Cette évolution est visible dans les controverses entourant les accords bilatéraux sur la migration, comme celui entre Londres et Kigali. Ce type d’accords, qui traite les migrants comme une simple marchandise, est observé avec intérêt par d’autres nations européennes, prêtes à suivre ce modèle. Pendant ce temps, des pays africains comme le Rwanda, perçoivent cela comme une opportunité économique, malgré les graves implications pour les droits humains.

L’ODHR critique sévèrement l’affaiblissement des voix démocratiques qui devraient défendre les droits des réfugiés. Les extrémismes gagnent du terrain, séduisant les jeunes générations qui ignorent souvent les leçons du passé, notamment les luttes pour l’égalité et la justice sociale. Ces jeunes ne réalisent pas que la migration a été un moteur de construction de sociétés prospères, comme en Amérique.

Les conventions internationales, telles que la Convention de 1951 sur les réfugiés et la Déclaration universelle des droits de l’homme de 1948, semblent aujourd’hui négligées. Ces accords, qui avaient pour but de protéger les personnes vulnérables, sont contournés par ceux-là mêmes qui les ont initiés.

La situation est particulièrement préoccupante dans la région des Grands Lacs en Afrique.
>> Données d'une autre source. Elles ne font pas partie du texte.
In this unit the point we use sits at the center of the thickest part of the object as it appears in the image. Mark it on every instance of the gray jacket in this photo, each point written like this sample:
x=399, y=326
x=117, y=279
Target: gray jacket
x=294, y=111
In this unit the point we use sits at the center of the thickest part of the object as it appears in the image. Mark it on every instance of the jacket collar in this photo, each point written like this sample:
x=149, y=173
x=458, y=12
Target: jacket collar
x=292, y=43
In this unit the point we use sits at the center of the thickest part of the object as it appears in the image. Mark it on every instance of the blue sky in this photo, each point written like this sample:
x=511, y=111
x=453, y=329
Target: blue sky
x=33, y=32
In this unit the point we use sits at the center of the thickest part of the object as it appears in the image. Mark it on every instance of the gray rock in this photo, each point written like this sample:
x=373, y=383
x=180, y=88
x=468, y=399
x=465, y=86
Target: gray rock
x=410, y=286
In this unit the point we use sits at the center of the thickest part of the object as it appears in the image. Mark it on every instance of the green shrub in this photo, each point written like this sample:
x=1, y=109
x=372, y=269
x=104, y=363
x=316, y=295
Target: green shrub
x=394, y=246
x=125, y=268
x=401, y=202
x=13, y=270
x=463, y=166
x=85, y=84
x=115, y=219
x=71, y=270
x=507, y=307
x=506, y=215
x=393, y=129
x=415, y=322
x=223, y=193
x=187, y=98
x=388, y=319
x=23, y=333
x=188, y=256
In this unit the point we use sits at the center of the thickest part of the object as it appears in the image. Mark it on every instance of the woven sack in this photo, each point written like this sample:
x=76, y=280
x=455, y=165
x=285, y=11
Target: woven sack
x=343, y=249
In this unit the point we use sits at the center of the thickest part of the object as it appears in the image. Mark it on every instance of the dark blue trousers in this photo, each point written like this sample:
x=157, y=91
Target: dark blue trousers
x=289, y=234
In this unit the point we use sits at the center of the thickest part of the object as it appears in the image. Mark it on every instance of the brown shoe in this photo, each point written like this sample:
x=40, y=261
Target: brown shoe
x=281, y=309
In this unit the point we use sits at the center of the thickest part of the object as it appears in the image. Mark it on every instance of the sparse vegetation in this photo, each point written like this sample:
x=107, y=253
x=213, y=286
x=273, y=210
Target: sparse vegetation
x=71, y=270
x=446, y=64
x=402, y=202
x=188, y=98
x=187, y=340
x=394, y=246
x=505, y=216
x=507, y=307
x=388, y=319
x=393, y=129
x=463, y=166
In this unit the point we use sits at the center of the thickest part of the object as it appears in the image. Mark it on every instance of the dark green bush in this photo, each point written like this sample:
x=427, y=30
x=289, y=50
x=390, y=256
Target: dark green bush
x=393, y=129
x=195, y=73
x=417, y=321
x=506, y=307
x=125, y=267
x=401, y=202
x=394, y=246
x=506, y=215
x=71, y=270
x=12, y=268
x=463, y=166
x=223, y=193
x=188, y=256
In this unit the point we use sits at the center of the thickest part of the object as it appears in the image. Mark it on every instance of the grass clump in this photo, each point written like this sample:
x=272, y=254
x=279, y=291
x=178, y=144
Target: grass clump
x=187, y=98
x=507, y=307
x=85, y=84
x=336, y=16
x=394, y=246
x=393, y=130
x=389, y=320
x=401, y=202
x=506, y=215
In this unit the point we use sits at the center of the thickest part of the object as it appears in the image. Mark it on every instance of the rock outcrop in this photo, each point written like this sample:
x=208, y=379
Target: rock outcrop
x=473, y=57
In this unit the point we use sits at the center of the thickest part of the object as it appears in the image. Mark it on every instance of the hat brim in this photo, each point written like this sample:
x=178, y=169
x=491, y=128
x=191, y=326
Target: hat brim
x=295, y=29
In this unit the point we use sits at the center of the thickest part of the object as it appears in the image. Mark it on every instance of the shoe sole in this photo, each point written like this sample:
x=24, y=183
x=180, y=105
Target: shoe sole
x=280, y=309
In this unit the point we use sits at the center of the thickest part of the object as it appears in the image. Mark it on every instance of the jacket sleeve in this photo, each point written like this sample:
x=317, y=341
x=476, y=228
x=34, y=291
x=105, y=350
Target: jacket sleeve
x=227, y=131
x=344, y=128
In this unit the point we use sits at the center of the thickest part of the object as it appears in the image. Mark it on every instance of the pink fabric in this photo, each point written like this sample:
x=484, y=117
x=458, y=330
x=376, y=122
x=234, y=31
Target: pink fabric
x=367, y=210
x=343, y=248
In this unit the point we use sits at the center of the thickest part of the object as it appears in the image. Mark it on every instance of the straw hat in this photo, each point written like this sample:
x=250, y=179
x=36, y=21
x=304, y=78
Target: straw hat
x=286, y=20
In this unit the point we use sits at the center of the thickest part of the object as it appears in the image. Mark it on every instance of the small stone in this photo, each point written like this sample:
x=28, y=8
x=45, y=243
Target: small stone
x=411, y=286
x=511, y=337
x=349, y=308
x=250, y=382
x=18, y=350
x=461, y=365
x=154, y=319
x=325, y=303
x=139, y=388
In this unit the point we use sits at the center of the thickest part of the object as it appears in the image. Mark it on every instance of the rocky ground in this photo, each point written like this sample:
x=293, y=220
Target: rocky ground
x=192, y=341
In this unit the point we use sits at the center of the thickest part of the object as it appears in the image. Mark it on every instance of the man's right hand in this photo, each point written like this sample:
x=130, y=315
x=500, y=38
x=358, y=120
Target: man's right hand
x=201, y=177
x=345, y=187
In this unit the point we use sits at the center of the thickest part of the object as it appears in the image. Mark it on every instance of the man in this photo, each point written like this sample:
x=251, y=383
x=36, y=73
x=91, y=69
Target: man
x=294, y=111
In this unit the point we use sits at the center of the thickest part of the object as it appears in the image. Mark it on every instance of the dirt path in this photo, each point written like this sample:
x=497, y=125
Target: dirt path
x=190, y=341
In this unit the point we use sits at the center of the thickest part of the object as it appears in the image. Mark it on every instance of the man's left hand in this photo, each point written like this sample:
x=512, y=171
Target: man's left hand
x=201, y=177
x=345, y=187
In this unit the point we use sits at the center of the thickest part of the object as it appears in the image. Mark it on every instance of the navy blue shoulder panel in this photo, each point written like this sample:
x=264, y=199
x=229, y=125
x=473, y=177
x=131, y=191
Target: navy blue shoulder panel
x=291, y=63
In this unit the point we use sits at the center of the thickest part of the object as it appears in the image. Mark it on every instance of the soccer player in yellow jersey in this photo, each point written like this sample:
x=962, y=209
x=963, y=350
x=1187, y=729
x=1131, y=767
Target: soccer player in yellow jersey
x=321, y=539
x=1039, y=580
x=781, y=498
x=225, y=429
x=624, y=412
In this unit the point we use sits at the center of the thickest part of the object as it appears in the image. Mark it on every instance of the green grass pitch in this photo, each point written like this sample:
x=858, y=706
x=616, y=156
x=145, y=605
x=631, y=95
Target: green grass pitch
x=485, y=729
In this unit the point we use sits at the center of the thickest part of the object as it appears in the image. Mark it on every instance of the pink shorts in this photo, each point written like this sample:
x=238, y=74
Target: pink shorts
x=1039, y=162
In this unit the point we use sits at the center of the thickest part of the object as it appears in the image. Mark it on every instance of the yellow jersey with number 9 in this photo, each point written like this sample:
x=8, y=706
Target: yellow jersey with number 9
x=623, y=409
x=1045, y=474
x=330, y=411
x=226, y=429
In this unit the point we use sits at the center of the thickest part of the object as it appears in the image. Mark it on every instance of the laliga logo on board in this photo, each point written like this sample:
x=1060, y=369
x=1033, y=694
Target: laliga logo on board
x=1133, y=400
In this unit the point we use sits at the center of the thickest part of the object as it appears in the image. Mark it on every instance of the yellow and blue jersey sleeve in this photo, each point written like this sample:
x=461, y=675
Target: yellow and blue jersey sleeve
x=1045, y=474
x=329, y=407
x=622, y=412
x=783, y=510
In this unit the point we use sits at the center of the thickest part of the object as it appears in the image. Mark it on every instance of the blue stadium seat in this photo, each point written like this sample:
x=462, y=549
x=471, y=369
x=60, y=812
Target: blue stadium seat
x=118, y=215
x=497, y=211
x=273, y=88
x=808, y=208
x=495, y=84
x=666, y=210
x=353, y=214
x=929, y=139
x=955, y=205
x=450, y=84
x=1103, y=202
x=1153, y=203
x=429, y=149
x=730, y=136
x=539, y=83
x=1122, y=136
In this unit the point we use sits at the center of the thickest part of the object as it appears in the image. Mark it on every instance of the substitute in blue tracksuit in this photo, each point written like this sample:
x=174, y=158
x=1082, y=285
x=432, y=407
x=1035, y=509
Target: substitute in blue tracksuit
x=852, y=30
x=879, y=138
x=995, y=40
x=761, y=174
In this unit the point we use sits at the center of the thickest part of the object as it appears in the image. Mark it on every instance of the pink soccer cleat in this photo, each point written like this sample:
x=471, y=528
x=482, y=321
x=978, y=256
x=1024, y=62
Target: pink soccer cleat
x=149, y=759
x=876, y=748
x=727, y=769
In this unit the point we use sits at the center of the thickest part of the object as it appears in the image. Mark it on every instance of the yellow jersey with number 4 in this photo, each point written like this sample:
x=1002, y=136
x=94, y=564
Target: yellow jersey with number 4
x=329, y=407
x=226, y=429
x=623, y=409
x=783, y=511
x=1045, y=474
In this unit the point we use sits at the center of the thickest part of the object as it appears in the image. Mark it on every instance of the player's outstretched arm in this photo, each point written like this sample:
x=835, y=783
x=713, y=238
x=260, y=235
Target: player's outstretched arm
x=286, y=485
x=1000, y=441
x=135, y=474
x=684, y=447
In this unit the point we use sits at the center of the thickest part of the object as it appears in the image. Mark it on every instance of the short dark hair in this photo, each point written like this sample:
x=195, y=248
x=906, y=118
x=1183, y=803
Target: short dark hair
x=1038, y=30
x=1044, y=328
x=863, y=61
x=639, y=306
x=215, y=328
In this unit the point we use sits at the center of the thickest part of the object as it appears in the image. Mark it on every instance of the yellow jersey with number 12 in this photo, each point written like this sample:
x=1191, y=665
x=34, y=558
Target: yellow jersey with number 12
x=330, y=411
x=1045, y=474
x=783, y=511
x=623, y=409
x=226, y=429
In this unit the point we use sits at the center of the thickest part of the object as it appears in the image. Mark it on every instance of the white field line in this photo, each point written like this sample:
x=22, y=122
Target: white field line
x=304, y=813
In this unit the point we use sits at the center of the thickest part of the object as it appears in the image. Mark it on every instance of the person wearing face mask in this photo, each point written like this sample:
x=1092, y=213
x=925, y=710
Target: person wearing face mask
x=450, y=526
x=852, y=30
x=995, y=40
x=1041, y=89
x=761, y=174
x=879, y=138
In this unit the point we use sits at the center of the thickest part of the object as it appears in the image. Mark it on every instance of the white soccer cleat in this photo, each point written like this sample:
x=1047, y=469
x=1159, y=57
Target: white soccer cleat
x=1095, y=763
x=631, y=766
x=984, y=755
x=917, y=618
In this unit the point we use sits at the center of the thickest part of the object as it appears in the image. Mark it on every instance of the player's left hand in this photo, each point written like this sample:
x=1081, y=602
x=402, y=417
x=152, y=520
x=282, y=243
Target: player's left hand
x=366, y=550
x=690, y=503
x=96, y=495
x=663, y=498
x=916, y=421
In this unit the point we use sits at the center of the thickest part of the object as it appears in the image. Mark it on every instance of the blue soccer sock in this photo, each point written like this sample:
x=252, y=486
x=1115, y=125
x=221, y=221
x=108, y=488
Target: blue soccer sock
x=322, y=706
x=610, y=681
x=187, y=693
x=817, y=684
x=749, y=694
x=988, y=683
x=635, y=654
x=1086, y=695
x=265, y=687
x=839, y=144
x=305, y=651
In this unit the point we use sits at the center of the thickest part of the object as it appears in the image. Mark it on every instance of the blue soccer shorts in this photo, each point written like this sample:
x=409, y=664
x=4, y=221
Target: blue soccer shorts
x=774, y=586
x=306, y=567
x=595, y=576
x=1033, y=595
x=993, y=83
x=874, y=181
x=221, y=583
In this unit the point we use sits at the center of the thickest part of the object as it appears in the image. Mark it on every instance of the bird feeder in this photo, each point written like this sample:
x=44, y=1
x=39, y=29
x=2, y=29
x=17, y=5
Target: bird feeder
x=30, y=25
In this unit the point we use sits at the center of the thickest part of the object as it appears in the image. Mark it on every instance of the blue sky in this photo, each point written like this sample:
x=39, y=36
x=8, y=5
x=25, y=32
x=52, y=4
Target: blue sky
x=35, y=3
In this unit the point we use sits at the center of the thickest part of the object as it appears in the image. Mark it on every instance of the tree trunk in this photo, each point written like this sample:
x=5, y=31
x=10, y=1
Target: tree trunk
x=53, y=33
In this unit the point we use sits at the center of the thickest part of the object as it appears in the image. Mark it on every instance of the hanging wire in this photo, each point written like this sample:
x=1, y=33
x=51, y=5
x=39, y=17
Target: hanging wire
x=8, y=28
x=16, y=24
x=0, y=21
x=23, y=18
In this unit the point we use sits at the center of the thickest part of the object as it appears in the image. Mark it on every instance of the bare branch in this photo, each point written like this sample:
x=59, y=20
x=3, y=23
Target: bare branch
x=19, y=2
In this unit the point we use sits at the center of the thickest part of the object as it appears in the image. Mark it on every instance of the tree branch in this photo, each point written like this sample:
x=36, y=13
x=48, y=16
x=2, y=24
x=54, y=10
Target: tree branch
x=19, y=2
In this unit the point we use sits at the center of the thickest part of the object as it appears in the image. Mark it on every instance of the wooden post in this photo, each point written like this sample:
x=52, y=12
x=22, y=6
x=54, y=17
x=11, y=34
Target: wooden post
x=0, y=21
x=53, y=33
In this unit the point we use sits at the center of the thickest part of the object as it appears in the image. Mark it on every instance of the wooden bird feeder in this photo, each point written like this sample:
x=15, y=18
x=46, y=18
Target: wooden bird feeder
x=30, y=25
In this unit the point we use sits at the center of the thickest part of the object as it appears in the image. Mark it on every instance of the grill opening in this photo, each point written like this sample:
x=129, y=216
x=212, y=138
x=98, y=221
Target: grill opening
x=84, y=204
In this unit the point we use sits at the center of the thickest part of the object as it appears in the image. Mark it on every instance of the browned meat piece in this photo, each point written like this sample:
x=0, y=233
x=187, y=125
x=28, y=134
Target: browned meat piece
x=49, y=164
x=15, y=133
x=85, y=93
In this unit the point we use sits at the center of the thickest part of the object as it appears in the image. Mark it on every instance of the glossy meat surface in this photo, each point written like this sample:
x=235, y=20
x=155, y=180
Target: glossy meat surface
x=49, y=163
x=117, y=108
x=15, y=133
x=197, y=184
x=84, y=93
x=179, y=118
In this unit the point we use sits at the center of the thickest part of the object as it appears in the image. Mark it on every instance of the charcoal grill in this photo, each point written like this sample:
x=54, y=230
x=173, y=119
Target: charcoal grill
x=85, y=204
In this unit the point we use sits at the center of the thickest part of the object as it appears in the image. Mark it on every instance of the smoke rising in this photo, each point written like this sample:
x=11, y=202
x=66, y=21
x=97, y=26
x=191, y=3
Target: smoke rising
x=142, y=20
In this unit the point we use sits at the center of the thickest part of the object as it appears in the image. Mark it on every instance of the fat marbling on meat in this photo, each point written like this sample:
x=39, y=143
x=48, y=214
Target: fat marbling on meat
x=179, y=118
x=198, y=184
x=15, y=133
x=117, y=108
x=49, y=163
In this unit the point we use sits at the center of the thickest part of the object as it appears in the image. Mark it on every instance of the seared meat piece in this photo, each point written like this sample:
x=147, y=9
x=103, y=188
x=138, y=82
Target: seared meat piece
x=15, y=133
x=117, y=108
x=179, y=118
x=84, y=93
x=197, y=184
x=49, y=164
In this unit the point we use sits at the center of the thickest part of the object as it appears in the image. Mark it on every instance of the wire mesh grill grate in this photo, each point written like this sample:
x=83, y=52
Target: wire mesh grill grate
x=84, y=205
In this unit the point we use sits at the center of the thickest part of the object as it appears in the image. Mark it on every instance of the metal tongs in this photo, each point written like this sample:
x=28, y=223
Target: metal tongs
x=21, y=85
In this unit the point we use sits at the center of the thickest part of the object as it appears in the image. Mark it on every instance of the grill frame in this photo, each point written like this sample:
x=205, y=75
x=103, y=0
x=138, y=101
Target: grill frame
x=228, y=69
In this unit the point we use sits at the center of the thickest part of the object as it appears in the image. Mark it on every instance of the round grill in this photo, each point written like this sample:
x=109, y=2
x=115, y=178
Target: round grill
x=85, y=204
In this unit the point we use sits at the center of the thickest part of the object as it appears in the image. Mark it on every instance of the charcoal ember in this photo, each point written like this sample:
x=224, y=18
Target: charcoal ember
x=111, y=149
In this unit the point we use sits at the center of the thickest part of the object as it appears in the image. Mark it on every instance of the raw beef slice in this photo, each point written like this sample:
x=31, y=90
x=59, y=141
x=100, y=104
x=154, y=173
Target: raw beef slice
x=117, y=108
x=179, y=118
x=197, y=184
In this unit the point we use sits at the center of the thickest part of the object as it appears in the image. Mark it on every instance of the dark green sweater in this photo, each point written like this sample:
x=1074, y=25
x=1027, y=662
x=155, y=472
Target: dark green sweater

Des décennies de conflits, souvent alimentés par des intérêts étrangers, ont entraîné des millions de morts et des déplacements massifs de populations. Le régime rwandais, en particulier, est accusé d’exploiter la question des réfugiés pour poursuivre des ambitions territoriales en République Démocratique du Congo (RDC). Cette manipulation a des conséquences dévastatrices, provoquant des vagues de déplacements et une insécurité régionale chronique.

Il est impératif de changer radicalement les politiques migratoires actuelles pour protéger les réfugiés. La protection des réfugiés et des migrants doit être une priorité mondiale, non seulement pour des raisons humanitaires, mais aussi pour garantir un avenir stable et juste. La reconnaissance de la migration comme une lutte légitime pour la survie et la dignité humaine est essentielle.

En cette Journée mondiale des réfugiés, rappelons-nous que chaque individu mérite respect et protection, indépendamment de son statut migratoire. La communauté internationale doit intensifier ses efforts pour défendre les droits humains et éviter que l’histoire ne se répète de manière tragique.

L’appel de l’ODHR est clair : il est temps d’agir collectivement pour garantir la sécurité et la dignité de ceux qui fuient la guerre, la misère, et la persécution. En protégeant les réfugiés aujourd’hui, nous assurons la protection de tous demain.